Entrar en contacto con la realidad, experimentar sus posibilidades y límites, analizar las situaciones, impulsar la cre­atividad, son riqueza y riesgo al mismo tiempo. El educador/a Compañía de María ha de sentirse llamado/a a salir de si y a donarse en esa tarea.

 

 

INTEGRACIÓN

 

La fragmentación de la vida, la lectura sesgada, los dina­mismos en conflicto, los intereses implícitos dividen la interioridad de la persona y ponen en peligro su unidad. Diosmundo, interioridad-exterioridad, persona­-comunidad, saber-experiencia pueden vivirse en clave dualista o integradora. El Proyecto Compañía de María arranca de una finalidad en la que lo distinto se unifica sin confundirse. Dios no es el hombre/mujer pero la gloria de Dios si es el servicio del hombre/mujer.
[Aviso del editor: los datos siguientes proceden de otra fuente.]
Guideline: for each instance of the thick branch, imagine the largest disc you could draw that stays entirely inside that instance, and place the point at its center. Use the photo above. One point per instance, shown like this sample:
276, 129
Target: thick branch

A partir de esta concepción fundamental se buscaran los armónicos de todo cuanto existe.

 

Educar será sinónimo de integrar, pero como ele­mento transformador. Lo será en la relación virtud-ciencia, piedad-letras,  saber-practicar,  ejemplo-doctrina, fe-vida.

 


Esta concepción integradora es la que hace que la Compañía de María se comprenda a si misma como una institución con una entraña educativa que es substrac­to de lo que es y no solo de lo que hace. La prioridad educativa unifica sin fisuras toda su realidad. La educadora/ el educador Compañía de María es educadora/educador más allá de la función y de la tarea. Es un modo de acoger y transmitir la vida.

 

DISCERNIMENTO

 

Otro dinamismo fuertemente integrador atraviesa el proceso educativo; lo entendemos como discernimento. Discernir es una forma de entender la vida por encima de lo nor­mativo, en los niveles en los que se juega la decisión personal libre.

 

El discernimento es el dinamismo que impulsa la formación de criterios para ser crítico con la realidad y decidir. Juicio recto y opción libre son fruto de una educación integral e integradora da persona.

 

 

COMUNIDAD

 

Esta persona, que se hace a si misma, no puede hacerse sola. Se hace con los outros /as. Por lo tanto el desarrollo del proyecto educativo Compañía de María requiere una comunidad educativa.

 

Es una comunidad con un proyecto común que debe­rá delinear en su propio rostro los riesgos de la sociedad que pretende. La pequeña sociedad-comunidad educativa educará con su coherencia personal, relacional, institucional y se ayudara en el crecer juntos/as, con la fuerza del diálogo y la comunicación, deijándose llevar por los mismos dinamismos del proyecto en lo que preten­de educar.

 

La comunidad educativa de hoy es aquella Casa ­Escuela de ayer, entendida desde la acogida, el diálogo, la participación y el trabajo en equipo, donde todos y cada uno de sus meimbros tienen  su lugar y una aportación que hacer. Con capacidad de confrontarse interna y externamente, de evolucionar, de responder al presente y preguntarse por el futuro. Comunidad solidaria con las situaciones de carencia e injusticia de nuestro mundo. Y una comunidad que trabaja por construir  su pro­pia coherencia como camino educativo para todos/as.

 

PROTECCIÓN SOCIAL

 


El proyecto Compañía de María no queda solo en la persona sino que tiene una marcada proyección social. Proyección que lo lleva a entender la educación como "bien público" y a asumir, en consecuencia, las responsa­bilidades que se derivan: bien para todos/as sin exclu­sión, bien adaptado a la realidad, bien de calidad, bien aberto a las esigencias del futuro, "bien público" realizado en un horizonte de gratuidad.

 

Los recursos económicos que conlleva la acción educativa serán objeto de previsión de acuerdo con las situa­ciones de cada tiempo y tendrán la importancia que merecen, pero no es aí solo donde se juega el horizonte de lo gratuito. Está en lo más hondo del ser educador. Esta gratuidad significa, por encima da su acepción puramente material, la hondura gozosa de la donación educativa, sin la recompensa de lo útil y lo inmediato. Educar tiene connotaciones de entrega, de desinterés personal, inversión a fondo perdido, a largo plazo. Lo que entendemos por educar solo puede hacerse gratuitamente.

 

IDENTIDAD

Una persona, María, mujer unificada, novedad radical, Mujer Nueva, da nombre propio e identidad al proyecto Compañía de María. En su persona el proceso educativo se encuentra su referente fundamental. Educador/a y educando/a fueron convocados/as para contemplarla como la utopía de lo que están llamados/as a ser en su camino de crecimiento.